Re: Files Bigger Than Cache Size

From: <>
Date: Thu, 31 Jan 2008 08:46:12 +0100
Hi Gordan,

On Wed, Jan 30, 2008 at 12:18:43PM +0000, wrote:
> Right. So to handle 2GB files, the RVM log would also need to be 2GB? I 

No. There are "cache size", "RVM size" and "rvm LOG size". The last one
is the least to be concerned about.

Asking Google for "rvm log size", the second entry looks as follows:
Optimizing Coda 6.x - Codawiki
A log size of 20M should work for any setup; Note that the size of the RVM is dependent on the number of files and directories across all volumes (not per ... - 19k

The "Client cache" section on that page needs improvement though. There
are contradicting statements, each of those would be misleading if taken

> noticed that 8GB cache works fine, but at 16GB (on 32-bit x86) venus seems 
> to fail to initialize.

Max usable RVM size is about 1GB. This is mentioned on the Wiki.
Jan points out that bigger sizes are possible but in reality they are
not to be recommended, in any case not for a casual user or novice admin.

(The above concerns 32-bit systems, may be considerably different
on 64-bits systems, then it is you who provides the answers by experimenting :)

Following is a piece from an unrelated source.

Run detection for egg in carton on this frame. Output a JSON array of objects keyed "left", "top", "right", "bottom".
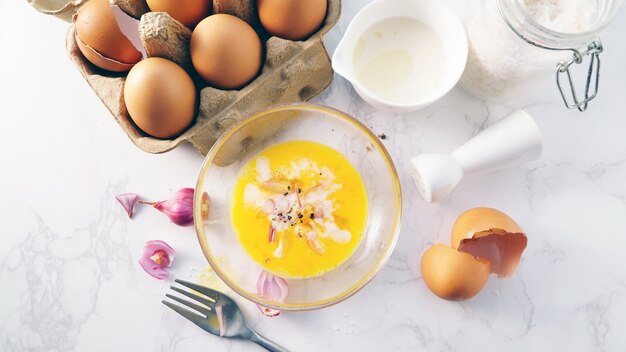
[{"left": 28, "top": 0, "right": 341, "bottom": 154}]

When you ask Venus for a certain cache size, it guesses how many files
and modification entries you might need (unless you specify explicitly)
and allocates RVM accordingly.
This may lead to allocation of a potentially huge RVM - which possibly fails.

A huge RVM, when it is populated, makes Venus memory footprint very large,
affecting the performance of the client host.

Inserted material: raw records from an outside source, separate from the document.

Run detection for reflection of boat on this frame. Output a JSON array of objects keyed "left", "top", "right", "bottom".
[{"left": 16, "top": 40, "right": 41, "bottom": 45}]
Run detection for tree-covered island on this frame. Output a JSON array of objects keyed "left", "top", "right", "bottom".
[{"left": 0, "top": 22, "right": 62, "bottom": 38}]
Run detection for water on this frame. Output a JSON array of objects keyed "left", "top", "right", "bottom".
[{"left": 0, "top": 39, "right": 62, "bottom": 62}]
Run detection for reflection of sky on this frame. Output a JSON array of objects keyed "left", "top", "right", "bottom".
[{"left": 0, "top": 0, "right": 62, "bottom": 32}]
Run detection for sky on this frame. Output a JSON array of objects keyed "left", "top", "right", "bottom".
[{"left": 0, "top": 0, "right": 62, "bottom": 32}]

So, if you will be accessing primarily big files, always specify
explicit (low) file / cml numbers when setting up a client.

> >1. Coda does not handle files over 2G in size.
> >2. A Coda client reads the whole file into the cache at open() so unless
> >you have a _really_ fast network you do not usually want to wait as long.
> Not exactly a big problem in the day and age of gigabit ethernet. :-)

Coda is designed as a global file system with emphasis on resilience
against network and server failures, not on LAN peformance.
Coda LAN performance is quite reasonable, but do not take for granted that you
fill a gigabit line with a single transfer.
Otherwise, it is latency which matters, not the bandwidth.